Growing up, Scott watched his older sister, who was born with a hearing impairment, break through personal barriers and never slow down. She refused to submit to special programs that limited her access to a mainstream environment, graduating salutatorian in her high school class. Early in Scott’s rehabilitation he recalls,, “Relearning how to bathe and dress myself, to sit up straight, and to maintain simple balance essentially reset my life to infancy at 22 years old,” and “When I had my opportunity to test my resolve, I knew complaining was not an option.”
Scott gives special recognition to his mentor, Dr. Scott Sherman, or “Dr. Bubba” as he is known in the classroom, for challenging Scott to break barriers, as well as his own preconceived notions of what “wheelchair bound” meant. Scott notes, “All it takes is one good mentor to change a life forever.” Scott remembers spending countless hours in Dr. Bubba’s office, discussing the adversities living with a disability creates and also the new opportunities for success now afforded him. He credits Dr. Bubba with helping him develop a forward thinking mentality and motivating him to pursue higher education.

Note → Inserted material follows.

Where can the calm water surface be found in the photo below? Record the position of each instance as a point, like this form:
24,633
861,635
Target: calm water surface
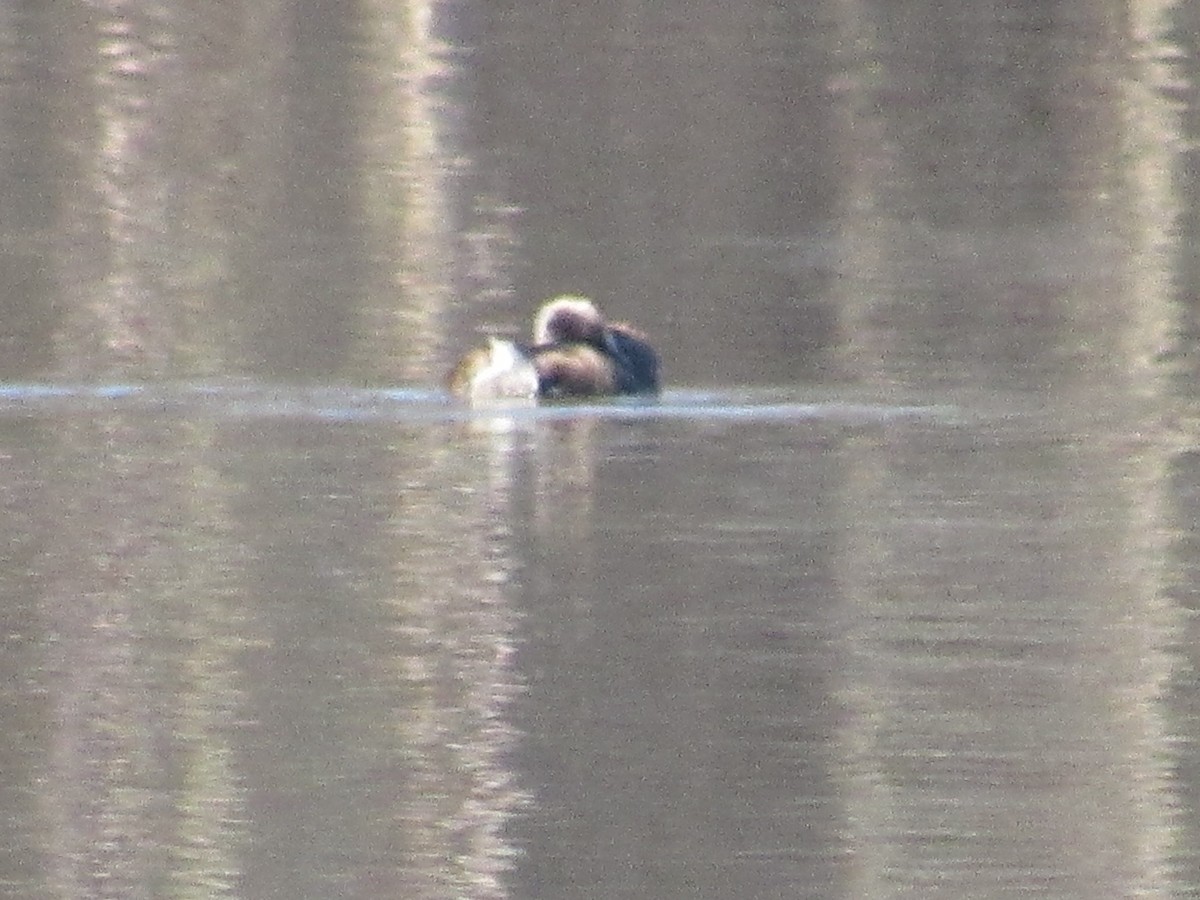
891,594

Despite finding academic and personal success as he transitioned into his adulthood with a disability, Scott faced others’ misperceptions about his abilities. He went on numerous interviews after obtaining his MBA, but was not getting any job offers. He suspected it was due to his disability. And, in one instance, a company explicitly said it was so. Realizing that he was his own best advocate, Scott filed a complaint with the Equal Employment Opportunity Commission and settled with the company. “People are not always able to overcome their own ignorance.”
Scott’s frustration with both blatant and subtle discrimination and experiencing firsthand the plethora of ADA violations led to his decision to go to law school. “People with disabilities are often overlooked and undervalued in the community and those who need their rights defended typically lack the voice and knowledge to self-advocate in a meaningful way. I am fortunate to have the opportunity to attend law school to better learn how to advocate, educate, and promote disability awareness issues. Scott encourages more lawyers actively advocate for disability rights. His passion for disability rights and civil liberties litigation is fueled by his personal story, which he hopes will inspire others to dream, persevere, and succeed.